European banks face major losses from bad loans and other costs caused by the COVID-19 pandemic, and their profitability is at record low levels, the European Banking Authority warned in a report published on Friday (11 December).
In its annual Risk Assessment of the European banking system, the regulator said that costs caused by the pandemic and general economic uncertainty are weighing on the profitability of European banks, already affected by low interests rates and Fintech competition.
In June, the average return on equity (RoE), an indicator to measure profitability, stood at 0.5%, down from 6.7% in June 2019, a record low level.
Some of the costs will disappear once the pandemic is over, and the regulator noted that the pandemic could be a catalyst for many clients to become digital customers, which could bring further savings.
Still, the banking authority recommended European banks explore potential mergers and acquisitions to exploit synergies and cut costs.

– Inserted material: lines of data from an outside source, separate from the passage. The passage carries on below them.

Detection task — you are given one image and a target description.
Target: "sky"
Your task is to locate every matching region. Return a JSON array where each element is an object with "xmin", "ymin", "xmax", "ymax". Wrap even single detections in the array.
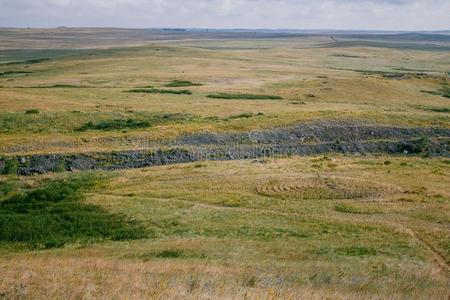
[{"xmin": 0, "ymin": 0, "xmax": 450, "ymax": 31}]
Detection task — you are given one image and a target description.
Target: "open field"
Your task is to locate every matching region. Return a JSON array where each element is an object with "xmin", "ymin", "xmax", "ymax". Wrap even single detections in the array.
[{"xmin": 0, "ymin": 28, "xmax": 450, "ymax": 299}]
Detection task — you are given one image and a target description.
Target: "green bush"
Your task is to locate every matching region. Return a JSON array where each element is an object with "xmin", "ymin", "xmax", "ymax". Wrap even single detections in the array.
[
  {"xmin": 207, "ymin": 93, "xmax": 283, "ymax": 100},
  {"xmin": 2, "ymin": 158, "xmax": 19, "ymax": 175},
  {"xmin": 0, "ymin": 175, "xmax": 147, "ymax": 249}
]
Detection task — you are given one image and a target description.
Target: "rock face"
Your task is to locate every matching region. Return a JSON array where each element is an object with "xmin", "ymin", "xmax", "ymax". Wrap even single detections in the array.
[{"xmin": 0, "ymin": 122, "xmax": 450, "ymax": 175}]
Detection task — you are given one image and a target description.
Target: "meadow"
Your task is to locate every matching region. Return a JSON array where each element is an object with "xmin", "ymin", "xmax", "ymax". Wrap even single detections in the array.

The report concluded that the bloc’s banks maintained solid capital and liquidity ratios and increased their lending to the real economy during the first wave of the pandemic.
The document noted that non-performing or ‘bad loans’ fell to 2.9% of the total at the end of the second quarter.
The impact of the virus was contained thanks to the extraordinary measures adopted by governments and regulators, such as delays on loan repayments and public guarantees, and the cash provided by central banks.
But once the COVID-19 related measures are phased out, it is “very likely” that the quality of the bank assets will deteriorate further, the EBA said.
In this regard, the regulator noted that although the level of non-performing loans continued to decline, other indicators already showed signs of deterioration in the banks’ books. For example, the volume of debtors that benefited from forbearance concessions “increased markedly”.
For that reason, the EBA recommends that banks prepare for the coming turbulence by engaging “as soon as possible” with struggling borrowers to find solutions.
Analysts agreed that private debt restructuring should take place as soon as possible, as more options are available compared with the previous financial crisis, such as improved insolvency proceedings framework.
This year, the EBA also launched an exercise on climate risk with a sample of 29 volunteer banks. It concluded that, in the long term, more than 50% of exposures to large corporates are to sectors potentially vulnerable to climate risk.